Al 37’ altra grande occasione per lo svedese: pressione di Seedorf che riconquista palla sulla trequarti rossonera e serve Cassano che, di prima, vede sulla sinistra Ibrahimovic, il quale spara ancora addosso all’estremo difensore dei cechi.

 

Il Viktoria Plzen risponde due minuti più tardi: ottimo duetto tra Bakos ed Horvath che, tutto solo all’altezza del dischetto del rigore, apre troppo il piattone e spedisce la palla di poco fuori.

Prima del fischio della prima frazione di gioco altra buona opportunità per il Diavolo: Van Bommel raccoglie palla al limite dell’area e serve, sull’out di sinistra, Seedorf. L’olandese, da ottima posizione, invece di calciare cerca di servire un Mister X sul secondo palo: nessuno trova l’impatto e la sfera si spegne a lato.

 

La ripresa inizia subito con il forcing rossonero: al 47’ ottimo scambio tra Seedorf, Ibrahimovic, ancora il centrocampista olandese, Cassano ed Emanuelson. È proprio quest’ultimo che, appena dentro l’area, va al tiro sbagliando un gol già fatto.
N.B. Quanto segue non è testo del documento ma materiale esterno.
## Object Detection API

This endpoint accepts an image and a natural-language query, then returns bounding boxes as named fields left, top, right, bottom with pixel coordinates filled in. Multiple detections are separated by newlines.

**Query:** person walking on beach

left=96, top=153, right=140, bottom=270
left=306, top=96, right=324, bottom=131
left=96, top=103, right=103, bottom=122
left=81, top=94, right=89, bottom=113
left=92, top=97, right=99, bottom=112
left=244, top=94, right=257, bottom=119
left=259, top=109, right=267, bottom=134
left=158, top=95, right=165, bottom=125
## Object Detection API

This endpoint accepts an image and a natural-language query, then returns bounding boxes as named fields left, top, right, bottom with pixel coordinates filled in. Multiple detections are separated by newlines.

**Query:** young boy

Al 51’ episodio favorevole al Milan: Ibrahimovic in area spizzica la palla di esterno e, la sfera, finisce sul braccio di un difensore ceco. L’arbitro tedesco, su suggerimento del quarto uomo, concede il penalty che, lo stesso svedese, trasforma. Milan in vantaggio.

 

Con il vantaggio trovato aumentano gli spazi per i rossoneri che al 59’ mettono in campo tutta la loro classe: Thiago Silva recupera palla nella propria area e lancia Ibrahimovic, lo svedese in palleggio serve in mezzo Seedorf con un no-look, l’olandese trova Cassano che però viene chiuso. Il suo tiro finisce alto.

 

Le numerose occasioni del Diavolo vengono concretizzate al 66’: ottimo controllo del pallone di Ibrahimovic ed assist al bacio per Cassano che, con un mini cucchiaio, supera Cech in uscita.

 

Il doppio vantaggio porta gli uomini di Allegri a rilassarsi un po’ troppo dando il là a due attacchi cechi che, fortunatamente, non si concludono come gli ospiti vorrebbero. Aquilani tenta, con un gran tiro da fuori, di calare il tris tuttavia il pallone finisce alto.

 

Il rientro di Ibrahimovic dona nuova linfa al Milan che trova maggiori soluzioni offensive; la vittoria contro i cechi porta i rossoneri a raggiungere il Barcellona in testa al girone: entrambe comandano con quattro punti, mentre i cechi ed il Bate Borisov chiudono il gruppo con un solo punto conquistato.